Urgences à l'hôpital de Cayenne : une mission d'audit afin "que l'on sache la vérité" sur les conditions d'accueil des malades

L\'intérieur du centre hospitalier Andrée-Rosemont de Cayenne (Guyane), le 31 mars 2017.
L'intérieur du centre hospitalier Andrée-Rosemont de Cayenne (Guyane), le 31 mars 2017. (JODY AMIET / AFP)

Gabriel Serville, député-maire de Matoury, estime, samedi sur franceinfo, que "le gouvernement et le ministère de la Santé doivent faire un effort qui doit aller en direction de la Guyane".

Une expertise a lieu, samedi 7 et dimanche 8 juillet au Centre hospitalier Andrée-Rosemon (Char) à Cayenne, en Guyane, à la demande de plusieurs parlementaires. Gabriel Serville, député-maire de Matoury, veut savoir "la vérité" sur les conditions de travail et d'accueil aux urgences, après le dépôt collectif de préavis de démission par 17 médecins urgentistes sur 25, a-t-il expliqué, samedi sur franceinfo.

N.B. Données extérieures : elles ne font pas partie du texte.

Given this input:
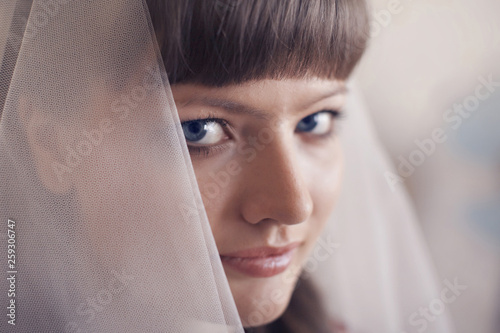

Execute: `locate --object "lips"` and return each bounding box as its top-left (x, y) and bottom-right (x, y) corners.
top-left (221, 242), bottom-right (300, 278)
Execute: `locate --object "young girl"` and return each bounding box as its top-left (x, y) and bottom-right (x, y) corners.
top-left (0, 0), bottom-right (454, 333)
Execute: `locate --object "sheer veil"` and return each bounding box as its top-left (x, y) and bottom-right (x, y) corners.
top-left (0, 0), bottom-right (453, 333)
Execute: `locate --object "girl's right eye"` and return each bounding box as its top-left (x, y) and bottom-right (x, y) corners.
top-left (182, 119), bottom-right (227, 146)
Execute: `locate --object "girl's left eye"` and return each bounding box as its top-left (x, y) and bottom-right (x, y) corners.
top-left (296, 111), bottom-right (338, 135)
top-left (182, 119), bottom-right (227, 146)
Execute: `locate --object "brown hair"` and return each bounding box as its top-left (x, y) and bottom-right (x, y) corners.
top-left (147, 0), bottom-right (369, 333)
top-left (147, 0), bottom-right (369, 86)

franceinfo : Qu'attendez-vous de cette mission d'expertise ?

Gabriel Serville : J'attends que l'on sache la vérité, parce que depuis qu'on a compris qu'il y avait de gros problèmes de dysfonctionnement au sein du Centre hospitalier Andrée-Rosemon, on s'était positionnés auprès des personnels, auprès des médecins. Nous nous sommes rendu compte qu'à chaque fois, nous étions confrontés à des versions qui n'étaient pas toujours convergentes entre ce que disent les agents de terrain et ce que dit la direction de l'hôpital. Il nous a donc semblé utile de faire venir des personnes extérieures à la direction, extérieures à l'hôpital, qui par leur expertise, par leur détachement et leur neutralité pourraient porter un regard très précis sur le fonctionnement en particulier pour le service des urgences. Il semble utile que cette mission soit en capacité de faire un certain nombre de préconisations qui nous permettraient d'avoir un service qui fonctionne comme il se doit dans l'intérêt de la santé des Guyanais.

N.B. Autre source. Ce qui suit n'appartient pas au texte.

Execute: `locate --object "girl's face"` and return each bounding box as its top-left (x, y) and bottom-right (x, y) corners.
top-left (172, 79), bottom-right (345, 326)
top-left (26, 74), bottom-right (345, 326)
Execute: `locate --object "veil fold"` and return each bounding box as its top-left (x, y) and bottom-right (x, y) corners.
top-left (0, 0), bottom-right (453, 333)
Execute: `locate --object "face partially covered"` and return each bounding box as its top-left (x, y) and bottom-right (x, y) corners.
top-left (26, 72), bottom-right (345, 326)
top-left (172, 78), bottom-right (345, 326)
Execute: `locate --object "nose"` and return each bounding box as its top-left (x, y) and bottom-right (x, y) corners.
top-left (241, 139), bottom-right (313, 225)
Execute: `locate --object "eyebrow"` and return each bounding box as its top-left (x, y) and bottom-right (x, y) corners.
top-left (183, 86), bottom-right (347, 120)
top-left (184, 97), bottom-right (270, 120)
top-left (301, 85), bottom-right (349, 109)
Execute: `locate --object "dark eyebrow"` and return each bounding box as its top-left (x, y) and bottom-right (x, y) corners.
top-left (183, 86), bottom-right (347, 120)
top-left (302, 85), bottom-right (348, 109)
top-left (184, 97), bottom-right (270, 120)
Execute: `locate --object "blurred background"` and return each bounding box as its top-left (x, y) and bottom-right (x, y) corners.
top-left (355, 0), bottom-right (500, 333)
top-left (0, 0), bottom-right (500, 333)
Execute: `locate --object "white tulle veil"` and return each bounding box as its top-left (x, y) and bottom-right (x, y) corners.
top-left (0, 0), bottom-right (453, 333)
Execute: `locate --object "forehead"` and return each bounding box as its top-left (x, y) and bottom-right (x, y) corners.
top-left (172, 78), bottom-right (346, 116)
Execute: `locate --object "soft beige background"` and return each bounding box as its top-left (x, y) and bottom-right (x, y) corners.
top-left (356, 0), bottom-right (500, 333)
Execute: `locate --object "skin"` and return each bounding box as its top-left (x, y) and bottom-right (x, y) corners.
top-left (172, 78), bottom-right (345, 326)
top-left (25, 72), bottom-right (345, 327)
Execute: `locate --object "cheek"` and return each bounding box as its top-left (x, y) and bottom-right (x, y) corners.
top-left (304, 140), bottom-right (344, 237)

Les médecins comptent 120 passages par jour, dénoncent des procédures longues, et demandent 40 postes au lieu de 25. Avez-vous constaté que les conditions d'accueil sont mauvaises ?

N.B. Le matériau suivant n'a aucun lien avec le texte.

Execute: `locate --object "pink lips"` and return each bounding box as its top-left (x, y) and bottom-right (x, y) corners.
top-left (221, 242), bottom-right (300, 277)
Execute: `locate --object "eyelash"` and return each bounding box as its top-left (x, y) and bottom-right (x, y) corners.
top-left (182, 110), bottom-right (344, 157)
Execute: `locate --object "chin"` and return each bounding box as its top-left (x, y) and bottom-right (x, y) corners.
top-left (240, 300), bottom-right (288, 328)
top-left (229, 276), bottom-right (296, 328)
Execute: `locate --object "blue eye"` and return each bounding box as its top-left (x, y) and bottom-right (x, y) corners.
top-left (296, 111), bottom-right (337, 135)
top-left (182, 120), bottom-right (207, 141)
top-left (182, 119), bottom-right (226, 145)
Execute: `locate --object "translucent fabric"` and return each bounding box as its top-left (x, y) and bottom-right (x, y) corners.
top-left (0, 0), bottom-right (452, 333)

Dans les conditions d'accueil, il y a deux choses. Il y a les conditions matérielles et puis il y a les conditions en termes de ressources humaines. Il est vrai que l'hôpital de Cayenne a des créances non-recouvrées d'environ 60 millions d'euros. Nous considérons tous que si les créanciers avaient payé leurs dettes à l'hôpital peut-être que cela aurait certainement permis à la direction de présenter un visage de l'hôpital qui soit plus fonctionnel avec du matériel, avec du mobilier pour faciliter le travail des médecins et des personnels soignants. Le deuxième axe de cette réflexion concerne le personnel. 

Effectivement, les médecins nous ont expliqué qu'ils sont surbookés parce que la Guyane a une configuration qui est très particulière.Gabriel Serville

C'est un territoire qui est très vaste avec des régions qui sont isolées et qui sont aussi couvertes par le Char, les médecins sont souvent sur des opérations d'évacuation sanitaire. Cela leur prend donc beaucoup de temps, ça pénalise l'organisation du travail au sein même du service. Je considère donc, sans pour autant donner un avis de technicien sur la question, qu'il y a matière à réflexion pour que dans cette configuration particulière de la Guyane on puisse trouver des mesures qui soient adaptées. Maintenant ma seule interrogation c'est que la feuille de route de la ministre de la Santé et des Solidarités dit qu'il y a quatre milliards d'euros à économiser entre aujourd'hui et la fin de la mandature. Je me demande comment on pourra véritablement résoudre cette équation.

D'où souhaitez-vous que le geste vienne pour aider le Centre hospitalier Andrée-Rosemon ?

Je pense que le geste doit venir de tout le monde, c’est-à-dire aussi bien de la direction de l'hôpital que de la direction générale de l'ARS qui a une mission essentielle en matière d'organisation de la santé publique sur le territoire. J'ai eu l'occasion d'adresser un courrier à la ministre pour lui dire que je considérais que le directeur général actuel avait failli dans ses missions et qu'il fallait le relever de ses fonctions. Je ne m'en suis jamais caché, mais je pense aussi que le gouvernement et le ministère de la Santé doivent faire un effort qui doit aller en direction de la Guyane.